I fully understand that there are Local Authorities trying to push their own agenda, operating outside of the law and that there is a real fear, that if they get their way, it could set a precedence for all other LA's. But is the answer really not to cooperate with any of them? If I'm completely and utterly honest, I can tell that the reason some home educators are so reluctant to cooperate, is because they are not home educating at all, and the fear lies in having to ask themselves if they are doing enough. I'm not saying that's true of the majority, just a select few. I don't expect everyone to have lesson plans and timetables like I do, far from it. I love the freedom I see many parents choosing for their plan, unschooling, and wild schooling and I try to blend some of that into my own approach.
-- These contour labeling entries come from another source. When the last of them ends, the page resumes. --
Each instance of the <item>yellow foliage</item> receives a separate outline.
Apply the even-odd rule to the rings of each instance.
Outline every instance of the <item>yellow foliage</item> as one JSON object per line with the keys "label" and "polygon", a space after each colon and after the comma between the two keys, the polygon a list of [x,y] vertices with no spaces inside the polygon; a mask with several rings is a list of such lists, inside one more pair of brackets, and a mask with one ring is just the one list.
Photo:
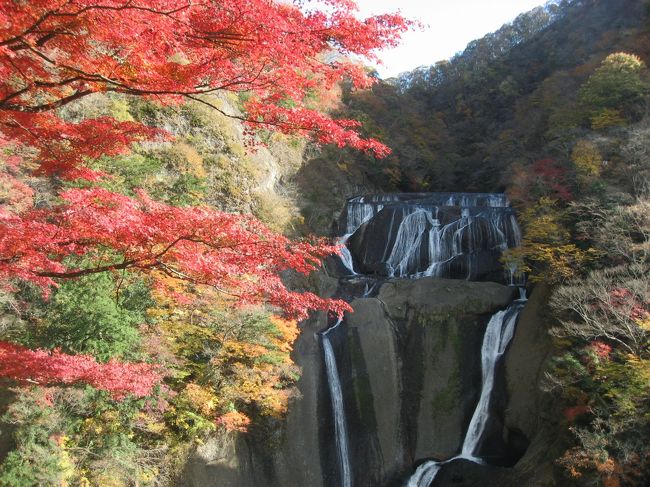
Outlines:
{"label": "yellow foliage", "polygon": [[593,142],[579,140],[571,152],[571,160],[582,176],[600,176],[603,156]]}
{"label": "yellow foliage", "polygon": [[625,125],[626,121],[620,110],[611,108],[604,108],[590,118],[591,128],[594,130],[602,130],[608,127],[616,127]]}
{"label": "yellow foliage", "polygon": [[208,388],[198,384],[188,384],[181,393],[181,400],[186,401],[191,407],[203,416],[214,413],[219,404],[217,396]]}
At the end of the day, there must be a balance. It's a good thing LA's are there to check up on home educators, to make sure children who could be living in abusive situations, do not slip through the net. We are all guilty of accusing authorities of not doing enough when we've heard horror stories about abused children in the past. Making sure there are authorities who have children on their radar, and the ability to cross them off a list, if they think they are ok, means fewer children are likely to come to harm, or more importantly, it makes it easier to spot the ones that need to be spotted. This won't happen all the time, of course, mistakes will still be made. But imagine what would happen if we all had the ability to slip off into the crevices of our homes, hide our children away and never have to explain to a single doctor, dentist, or LA about their well-being? The number slipping through the net would become far more.


When it comes to your decision about whether or not to cooperate with your LA, ask yourself why you wouldn't. What's holding you back? Don't listen to someone else's horror story, do what's right for you. The law is on your side but sometimes it's best to only lean on those rights after there's a reason to need them. Sometimes giving a little, will get you a long way.